Have you ever created a simulation case with hidden objectives that the learners were not aware of? Would you ever purposefully try to trick or deceive learners in a simulation case?

Simulation can be used to reinforce clinical and procedural knowledge. It can teach important teamwork skills. It can also be used to learn about ourselves in morally and ethically challenging situations.

But maybe if the learners knew that they were about to be morally and ethically challenged, they would always elect the high road.
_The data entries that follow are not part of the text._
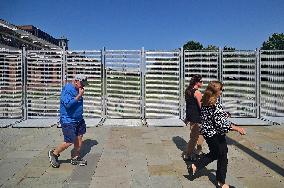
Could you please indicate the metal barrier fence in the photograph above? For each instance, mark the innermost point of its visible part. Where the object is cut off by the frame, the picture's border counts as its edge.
(90, 64)
(139, 83)
(272, 83)
(162, 84)
(11, 84)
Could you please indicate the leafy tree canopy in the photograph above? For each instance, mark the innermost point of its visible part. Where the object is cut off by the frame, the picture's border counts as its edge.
(229, 48)
(211, 47)
(274, 42)
(193, 45)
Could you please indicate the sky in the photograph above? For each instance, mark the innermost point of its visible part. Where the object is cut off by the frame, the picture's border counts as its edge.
(152, 24)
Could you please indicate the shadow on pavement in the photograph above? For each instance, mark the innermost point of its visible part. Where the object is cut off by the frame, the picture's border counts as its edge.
(181, 145)
(87, 146)
(279, 170)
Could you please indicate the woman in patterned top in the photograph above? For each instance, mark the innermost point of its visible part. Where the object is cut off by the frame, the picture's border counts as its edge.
(193, 105)
(214, 126)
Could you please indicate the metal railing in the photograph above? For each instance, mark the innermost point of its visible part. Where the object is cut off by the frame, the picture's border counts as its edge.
(139, 83)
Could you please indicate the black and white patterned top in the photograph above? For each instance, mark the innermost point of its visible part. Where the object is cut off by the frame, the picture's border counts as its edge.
(214, 121)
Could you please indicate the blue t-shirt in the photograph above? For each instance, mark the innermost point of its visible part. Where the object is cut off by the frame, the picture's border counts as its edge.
(71, 110)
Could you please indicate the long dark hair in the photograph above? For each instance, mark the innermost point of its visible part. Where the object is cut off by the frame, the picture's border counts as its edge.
(211, 93)
(194, 79)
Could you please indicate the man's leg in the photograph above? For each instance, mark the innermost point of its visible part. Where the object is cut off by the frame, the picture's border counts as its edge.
(77, 146)
(68, 131)
(75, 155)
(63, 146)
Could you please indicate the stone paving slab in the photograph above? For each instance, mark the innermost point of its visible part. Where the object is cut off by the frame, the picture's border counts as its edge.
(125, 157)
(249, 121)
(167, 122)
(37, 123)
(122, 122)
(8, 122)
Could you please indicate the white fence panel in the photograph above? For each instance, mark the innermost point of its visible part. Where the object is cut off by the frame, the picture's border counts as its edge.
(11, 84)
(239, 78)
(44, 81)
(272, 83)
(162, 84)
(123, 83)
(88, 63)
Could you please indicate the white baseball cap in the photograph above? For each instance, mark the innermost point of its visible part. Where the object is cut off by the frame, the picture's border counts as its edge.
(82, 78)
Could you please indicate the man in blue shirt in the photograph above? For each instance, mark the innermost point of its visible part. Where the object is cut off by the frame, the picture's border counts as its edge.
(71, 120)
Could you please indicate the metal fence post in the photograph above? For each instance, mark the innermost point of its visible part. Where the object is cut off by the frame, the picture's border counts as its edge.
(220, 68)
(220, 65)
(181, 84)
(258, 83)
(103, 83)
(142, 84)
(64, 67)
(24, 84)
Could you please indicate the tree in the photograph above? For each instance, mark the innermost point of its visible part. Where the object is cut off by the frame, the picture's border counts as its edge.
(192, 45)
(274, 42)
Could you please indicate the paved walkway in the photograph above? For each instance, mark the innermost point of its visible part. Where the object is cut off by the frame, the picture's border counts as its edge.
(137, 157)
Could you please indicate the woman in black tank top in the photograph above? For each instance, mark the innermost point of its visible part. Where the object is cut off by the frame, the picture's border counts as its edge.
(193, 105)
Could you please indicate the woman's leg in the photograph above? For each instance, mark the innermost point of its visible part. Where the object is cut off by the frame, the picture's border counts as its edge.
(194, 135)
(199, 144)
(213, 145)
(222, 162)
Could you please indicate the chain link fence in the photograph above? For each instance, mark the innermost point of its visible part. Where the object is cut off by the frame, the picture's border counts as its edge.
(139, 83)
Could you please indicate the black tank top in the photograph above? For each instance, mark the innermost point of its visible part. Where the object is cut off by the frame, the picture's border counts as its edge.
(192, 108)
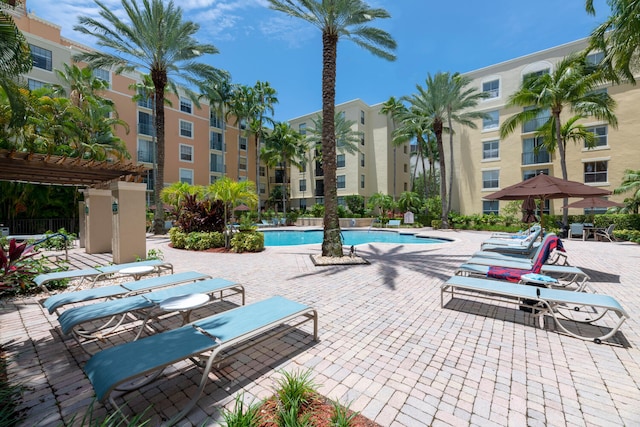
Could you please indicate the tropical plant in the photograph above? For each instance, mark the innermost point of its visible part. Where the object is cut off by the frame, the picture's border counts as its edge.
(444, 99)
(349, 19)
(15, 59)
(15, 270)
(232, 193)
(392, 109)
(284, 146)
(630, 184)
(158, 41)
(571, 85)
(618, 38)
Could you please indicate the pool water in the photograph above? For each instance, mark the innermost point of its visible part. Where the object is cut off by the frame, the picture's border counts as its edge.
(350, 237)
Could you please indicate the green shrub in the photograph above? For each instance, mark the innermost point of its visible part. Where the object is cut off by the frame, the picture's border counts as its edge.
(251, 241)
(178, 238)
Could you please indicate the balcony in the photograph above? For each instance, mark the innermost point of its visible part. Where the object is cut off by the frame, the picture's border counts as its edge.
(145, 156)
(146, 129)
(532, 158)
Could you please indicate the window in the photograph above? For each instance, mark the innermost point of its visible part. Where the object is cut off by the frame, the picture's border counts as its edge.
(103, 74)
(145, 151)
(596, 171)
(533, 152)
(145, 124)
(186, 176)
(35, 84)
(186, 129)
(186, 153)
(490, 150)
(492, 121)
(600, 137)
(215, 141)
(531, 173)
(215, 120)
(535, 124)
(490, 179)
(216, 163)
(535, 74)
(41, 57)
(491, 89)
(185, 105)
(490, 207)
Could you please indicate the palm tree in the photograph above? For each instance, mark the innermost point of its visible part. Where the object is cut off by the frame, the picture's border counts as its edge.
(444, 99)
(462, 101)
(157, 40)
(392, 109)
(349, 19)
(15, 59)
(284, 146)
(630, 183)
(572, 85)
(618, 37)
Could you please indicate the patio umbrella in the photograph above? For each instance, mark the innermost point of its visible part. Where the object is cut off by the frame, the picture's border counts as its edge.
(594, 202)
(546, 187)
(529, 210)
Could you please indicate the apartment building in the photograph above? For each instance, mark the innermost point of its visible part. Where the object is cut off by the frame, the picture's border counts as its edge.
(378, 166)
(485, 163)
(200, 146)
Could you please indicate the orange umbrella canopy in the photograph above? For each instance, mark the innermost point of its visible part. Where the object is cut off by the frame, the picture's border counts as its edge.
(594, 202)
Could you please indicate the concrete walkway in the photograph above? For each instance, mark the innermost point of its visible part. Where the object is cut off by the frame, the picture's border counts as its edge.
(386, 346)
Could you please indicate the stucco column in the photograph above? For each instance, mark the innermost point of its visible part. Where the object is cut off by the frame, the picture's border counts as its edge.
(128, 212)
(97, 220)
(82, 223)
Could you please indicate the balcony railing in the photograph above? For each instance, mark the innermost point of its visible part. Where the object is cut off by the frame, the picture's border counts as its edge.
(145, 156)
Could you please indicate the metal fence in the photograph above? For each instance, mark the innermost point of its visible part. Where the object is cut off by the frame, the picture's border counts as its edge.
(39, 226)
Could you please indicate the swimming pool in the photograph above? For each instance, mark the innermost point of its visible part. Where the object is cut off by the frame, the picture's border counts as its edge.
(350, 237)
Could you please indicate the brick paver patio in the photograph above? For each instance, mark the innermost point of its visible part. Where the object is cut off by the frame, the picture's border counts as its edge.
(386, 346)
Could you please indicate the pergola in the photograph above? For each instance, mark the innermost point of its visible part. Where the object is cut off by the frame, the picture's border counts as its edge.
(60, 170)
(113, 218)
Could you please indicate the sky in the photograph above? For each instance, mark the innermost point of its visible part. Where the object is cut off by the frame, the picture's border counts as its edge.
(256, 43)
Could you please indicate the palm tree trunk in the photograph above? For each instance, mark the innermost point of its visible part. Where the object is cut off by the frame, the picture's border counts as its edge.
(332, 240)
(159, 79)
(437, 128)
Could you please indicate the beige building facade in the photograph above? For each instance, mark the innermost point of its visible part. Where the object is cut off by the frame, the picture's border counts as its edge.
(200, 146)
(378, 166)
(485, 163)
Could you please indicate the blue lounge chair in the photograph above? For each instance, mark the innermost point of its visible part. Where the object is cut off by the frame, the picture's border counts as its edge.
(229, 332)
(99, 273)
(53, 303)
(542, 301)
(115, 311)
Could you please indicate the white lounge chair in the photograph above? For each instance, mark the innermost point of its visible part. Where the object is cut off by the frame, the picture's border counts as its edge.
(542, 301)
(230, 332)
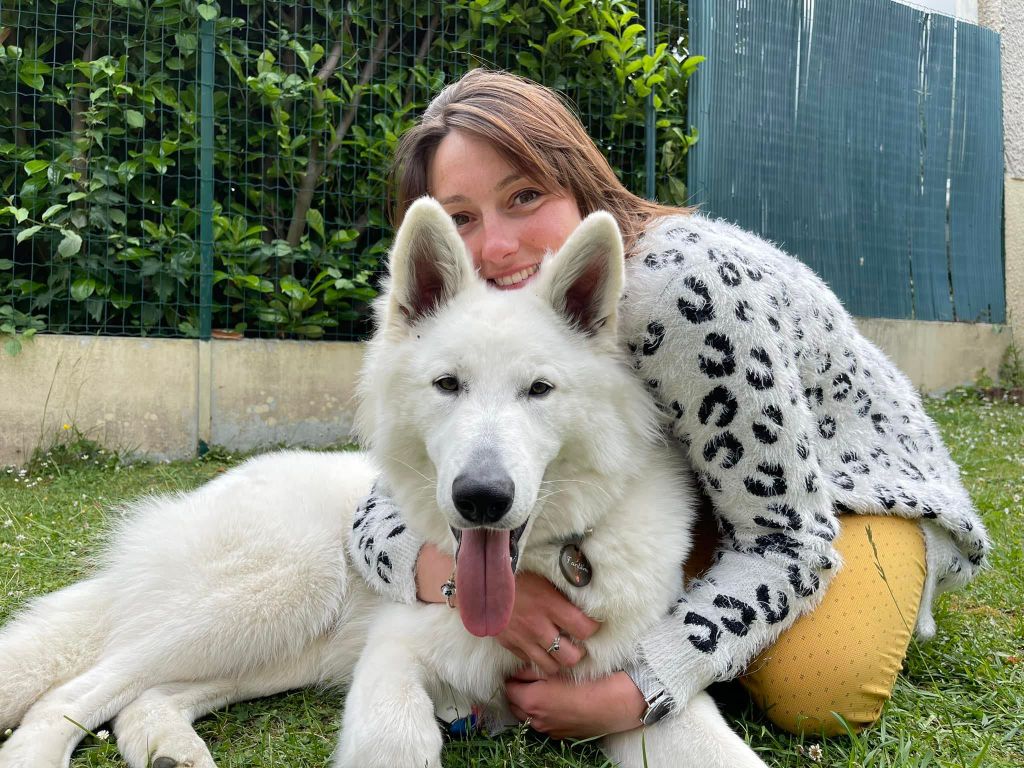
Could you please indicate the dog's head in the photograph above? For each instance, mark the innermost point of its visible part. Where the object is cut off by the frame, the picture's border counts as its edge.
(470, 393)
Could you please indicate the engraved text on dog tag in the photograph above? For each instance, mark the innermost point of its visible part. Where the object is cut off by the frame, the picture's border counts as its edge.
(576, 567)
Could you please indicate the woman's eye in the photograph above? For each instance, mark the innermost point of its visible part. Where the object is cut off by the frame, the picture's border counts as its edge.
(540, 388)
(526, 197)
(446, 384)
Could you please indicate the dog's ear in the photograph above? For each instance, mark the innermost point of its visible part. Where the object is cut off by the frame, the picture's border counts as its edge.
(428, 263)
(585, 279)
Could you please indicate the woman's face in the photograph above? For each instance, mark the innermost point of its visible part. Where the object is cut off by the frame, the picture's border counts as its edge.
(507, 221)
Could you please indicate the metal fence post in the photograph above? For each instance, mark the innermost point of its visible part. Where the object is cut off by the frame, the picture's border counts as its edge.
(206, 180)
(649, 132)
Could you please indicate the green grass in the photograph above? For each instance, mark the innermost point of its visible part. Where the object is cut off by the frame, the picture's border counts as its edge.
(960, 700)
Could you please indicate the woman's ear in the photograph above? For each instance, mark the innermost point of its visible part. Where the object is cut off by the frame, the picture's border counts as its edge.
(428, 264)
(584, 281)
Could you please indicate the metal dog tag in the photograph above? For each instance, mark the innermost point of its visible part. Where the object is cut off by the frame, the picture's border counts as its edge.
(574, 565)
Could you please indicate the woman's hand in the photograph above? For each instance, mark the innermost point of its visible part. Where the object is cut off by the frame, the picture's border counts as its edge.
(541, 613)
(564, 709)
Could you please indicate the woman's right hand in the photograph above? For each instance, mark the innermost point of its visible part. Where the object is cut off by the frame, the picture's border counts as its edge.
(541, 613)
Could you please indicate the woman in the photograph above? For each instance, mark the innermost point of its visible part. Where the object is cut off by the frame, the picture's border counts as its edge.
(812, 449)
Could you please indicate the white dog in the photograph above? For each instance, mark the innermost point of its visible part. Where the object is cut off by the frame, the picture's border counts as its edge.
(505, 425)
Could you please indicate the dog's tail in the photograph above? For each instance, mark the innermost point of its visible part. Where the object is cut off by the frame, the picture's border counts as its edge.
(53, 639)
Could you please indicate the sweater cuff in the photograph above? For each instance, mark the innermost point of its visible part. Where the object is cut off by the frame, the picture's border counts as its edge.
(404, 551)
(683, 671)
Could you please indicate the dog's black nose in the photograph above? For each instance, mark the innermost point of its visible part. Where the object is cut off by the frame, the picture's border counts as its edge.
(482, 499)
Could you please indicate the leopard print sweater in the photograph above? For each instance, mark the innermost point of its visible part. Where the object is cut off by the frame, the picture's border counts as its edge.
(788, 417)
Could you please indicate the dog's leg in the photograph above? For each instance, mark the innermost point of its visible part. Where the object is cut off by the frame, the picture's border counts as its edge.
(695, 737)
(157, 730)
(389, 718)
(54, 724)
(54, 639)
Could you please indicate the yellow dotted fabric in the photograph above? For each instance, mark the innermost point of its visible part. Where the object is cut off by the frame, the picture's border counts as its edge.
(845, 654)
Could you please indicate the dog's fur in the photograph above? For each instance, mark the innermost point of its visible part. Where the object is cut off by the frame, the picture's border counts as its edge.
(241, 588)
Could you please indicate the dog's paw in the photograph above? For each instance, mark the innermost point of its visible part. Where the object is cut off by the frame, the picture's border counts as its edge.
(398, 748)
(25, 751)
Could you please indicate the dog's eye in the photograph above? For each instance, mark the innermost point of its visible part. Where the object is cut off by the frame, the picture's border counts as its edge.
(448, 383)
(540, 388)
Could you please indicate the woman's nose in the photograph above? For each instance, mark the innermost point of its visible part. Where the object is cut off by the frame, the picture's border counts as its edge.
(499, 243)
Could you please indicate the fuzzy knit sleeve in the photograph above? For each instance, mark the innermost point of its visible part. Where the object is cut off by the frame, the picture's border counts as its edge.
(710, 332)
(383, 549)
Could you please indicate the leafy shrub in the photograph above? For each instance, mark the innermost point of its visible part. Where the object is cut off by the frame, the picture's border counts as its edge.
(101, 129)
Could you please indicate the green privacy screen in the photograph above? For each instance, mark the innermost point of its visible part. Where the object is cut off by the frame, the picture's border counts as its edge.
(864, 137)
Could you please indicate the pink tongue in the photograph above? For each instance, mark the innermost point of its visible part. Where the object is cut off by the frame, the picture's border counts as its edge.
(484, 582)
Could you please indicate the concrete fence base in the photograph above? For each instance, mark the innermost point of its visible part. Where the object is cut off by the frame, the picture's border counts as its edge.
(160, 397)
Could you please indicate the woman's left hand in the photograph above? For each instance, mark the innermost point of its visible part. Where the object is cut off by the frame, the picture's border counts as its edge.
(561, 708)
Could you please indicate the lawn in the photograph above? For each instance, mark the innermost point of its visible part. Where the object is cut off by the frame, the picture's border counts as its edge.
(958, 702)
Perhaps to truly challenge the learners, these types of cases might have to involve deception in order to really see what will unfold when challenged. (Great example of human behavior was demonstrated during the Stanford Prison Experiment.)

With the cloak of deception, educators can actually challenge the learner’s psychology, leadership skills, and crisis management skills.

Examples of purposeful deception:

  1. Nurse confederate administers the wrong medication that leads to significant adverse outcome, and then lies about it.
  2. Confederate leader who gives wrong and harmful directions to the team, and expects it to be done.
  3.  Confederate team member has adverse outcome during procedure and attempts to cover it up (e.g. guidewire left in the body)

These are simulation cases where the learners are not pre-debriefed about the real objectives of the case and are not aware confederates are purposefully deceiving them. The real objectives would be handling of unforeseen, ethical dilemmas that evolve.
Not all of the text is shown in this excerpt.